I used to work as an associate (aka pee-on) at a big law firm in the City, who to avoid being sued I will not name. I did it for almost three years, plus a summer. For those who never worked at such a place, here's a simple run-down of how it goes:
you come in early and stay late - and I mean really late...getting home by 10PM meant it was time to par-tay. While at work, imagine yourself surrounded by box after box after box after box after...you get my point...of "documents". A fancy word meaning crap you have to read even though most of it is worthless. Joining you in your cave of boxes are little post-it flags in all the colors of the rainbow. Your job is to take these little flags and stick them on certain documents...sometimes red meant one thing, sometimes it meant another, sometimes all it meant was that a certain person was listed somewhere on that particular piece of paper, a sort of "Where's Waldo" assignment -- you find a name on a page and stick a flag on it so some other moron down the line can copy that page and put it in a new box.

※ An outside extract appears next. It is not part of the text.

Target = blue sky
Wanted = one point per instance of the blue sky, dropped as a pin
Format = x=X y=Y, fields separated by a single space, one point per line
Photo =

The 'find the names' jobs were the worst...um, excuse me but I did not bust my ass in law school learning the finer points of constitutional Law so I could be hired to find names on a piece of paper, something which I might add a trained monkey could probably do if they could be taught to read. At the very least, even Bush could manage this one by himself. But, the pay was good - OK fan-fucking-tastic, so long as you didn't break it down to an hourly wage. The parties, at least in the summer, were, as my girlfriend Kim would say, off the hook. And the lunches -- ah, you have not experienced lunch until you've taken two plus hours to do it and spent $50 bucks plus per person (with the firm's money of course). Plus I made some great friends.
But eventually, a month ago, I traded the big city salary for a smaller suburban one, because I'd had enough of 'biglaw'. I joined a much smaller firm in suburban NJ, where associates are actually treated like real lawyers, and not just glorified paralegals. Its really a whole new world for me. What amazed me more is the new firm actually apologized to me for making me share an office -- an office which I might add is about 4 times the size of my prior cubicle. Wow. Culture shock. And this from someone who didn't even want to move back here in the first place. Now I've joined the NJ work force. The wierdest thing -- I think I like it better than I ever liked my City job, even considering that one summer when biglaw kissed my ass, before they had purchased my soul and caged me in my cubicle.
1 comment:
Glad you are happy with your new job. It seems like most people I know who work all the time to make the big bucks are the most unhappy people. I'd rather take a pay cut and actually enjoy life.